Born in Melbourne, he was the son of Marcel Charles Ozanne, a Frenchman, and his wife Emilia Josephine Reinhardt. He had one brother and three sisters. Ozanne married Edith Stewart Moody in 1900, and they had four children, all born at Werribee. He had been an accountant and municipal officer before entering politics. He was the bookkeeper for the Melbourne and Metropolitan Board of Works' Werribee Sewage Farm at the time of his election.[1][2]

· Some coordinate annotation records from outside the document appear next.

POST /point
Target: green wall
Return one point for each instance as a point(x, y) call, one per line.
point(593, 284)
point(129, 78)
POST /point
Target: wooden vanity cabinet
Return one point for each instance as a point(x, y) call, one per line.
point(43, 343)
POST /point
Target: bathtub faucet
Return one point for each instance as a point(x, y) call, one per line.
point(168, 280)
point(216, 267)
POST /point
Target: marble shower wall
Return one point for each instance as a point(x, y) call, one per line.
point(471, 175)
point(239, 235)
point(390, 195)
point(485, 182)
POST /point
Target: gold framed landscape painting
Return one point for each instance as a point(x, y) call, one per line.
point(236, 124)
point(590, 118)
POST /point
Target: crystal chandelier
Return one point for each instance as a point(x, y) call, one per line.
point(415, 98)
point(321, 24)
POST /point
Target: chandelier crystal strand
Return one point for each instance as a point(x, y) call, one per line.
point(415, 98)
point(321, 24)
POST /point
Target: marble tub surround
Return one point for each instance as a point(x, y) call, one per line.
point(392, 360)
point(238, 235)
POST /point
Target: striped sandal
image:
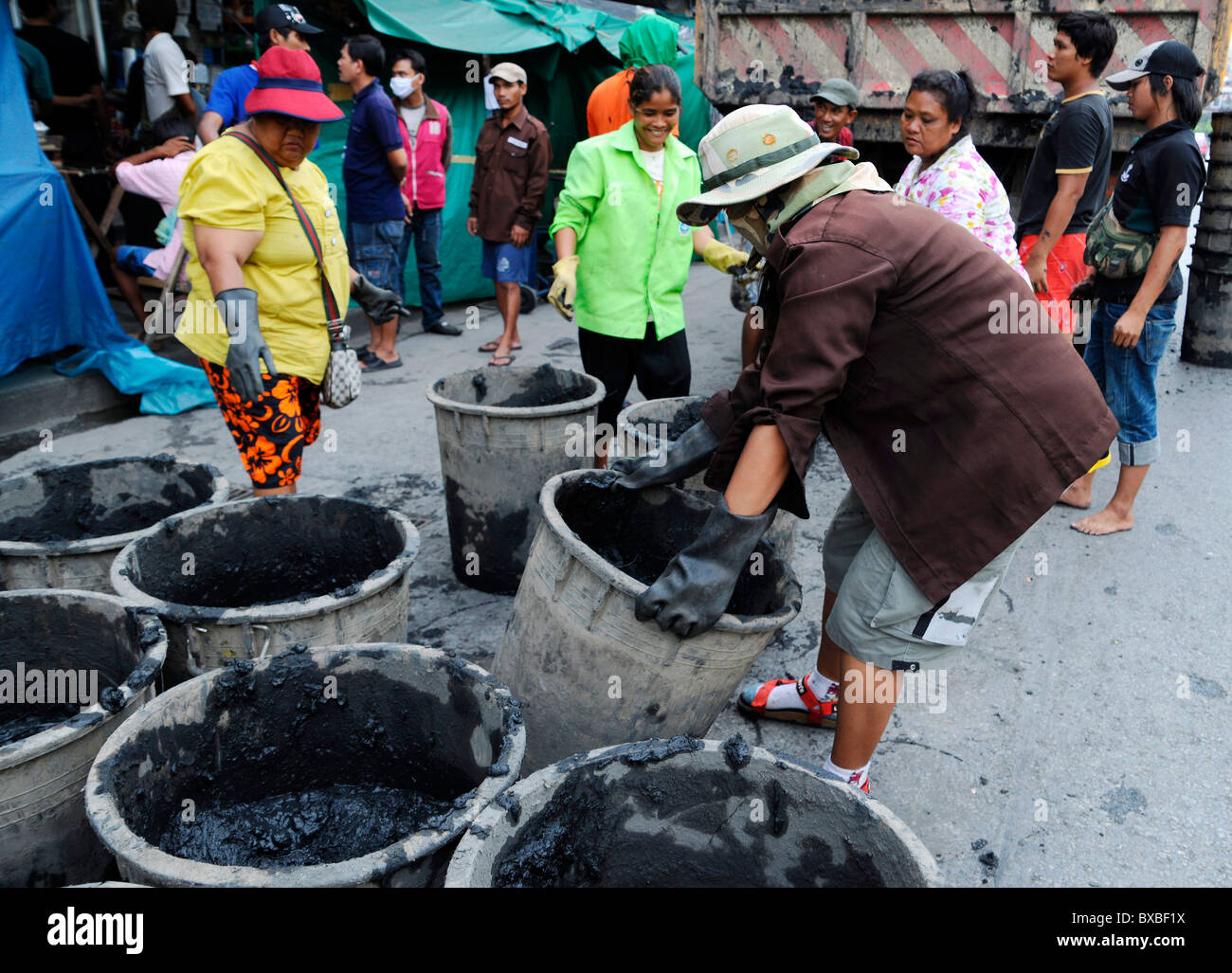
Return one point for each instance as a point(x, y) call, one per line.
point(822, 712)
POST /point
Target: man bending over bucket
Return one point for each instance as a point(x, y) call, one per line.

He volunteered for service in World War I in January 1916 while an MP; attended officer training at Tidworth, was promoted to lieutenant and was briefly attached to the Australian military offices in London before returning to camp at Larkhill. He was declared "unfit for further service" in January 1917 and was invalided home after visiting the front as a civilian in his capacity as an MP. However, in April, he was reported to have been absent without leave when his unit departed from the front in November 1916, and both media and his political opponents suggested that he had been "protected by headquarters", that would have been court-martialled had he not been discharged, and that he had pretended to have been on service in his letters during his visit to the front.[7][8][9][10][11][12]
He was defeated re-contesting his seat at the 1917 election after the opposition refused to allow him to run uncontested due to the controversy over his war service; Ozanne attributed his defeat to the reporting of the affair. He sued the Geelong Advertiser for libel in 1920 but lost when it was held their coverage had been "substantially true".[11][13]
Later life
Ozanne was declared insolvent in 1923, in part due to the legal costs of the libel case. At that time, he worked as a clerk and resided in the Melbourne suburb of Albert Park.[14][15] He had moved to Brighton by 1935.[16]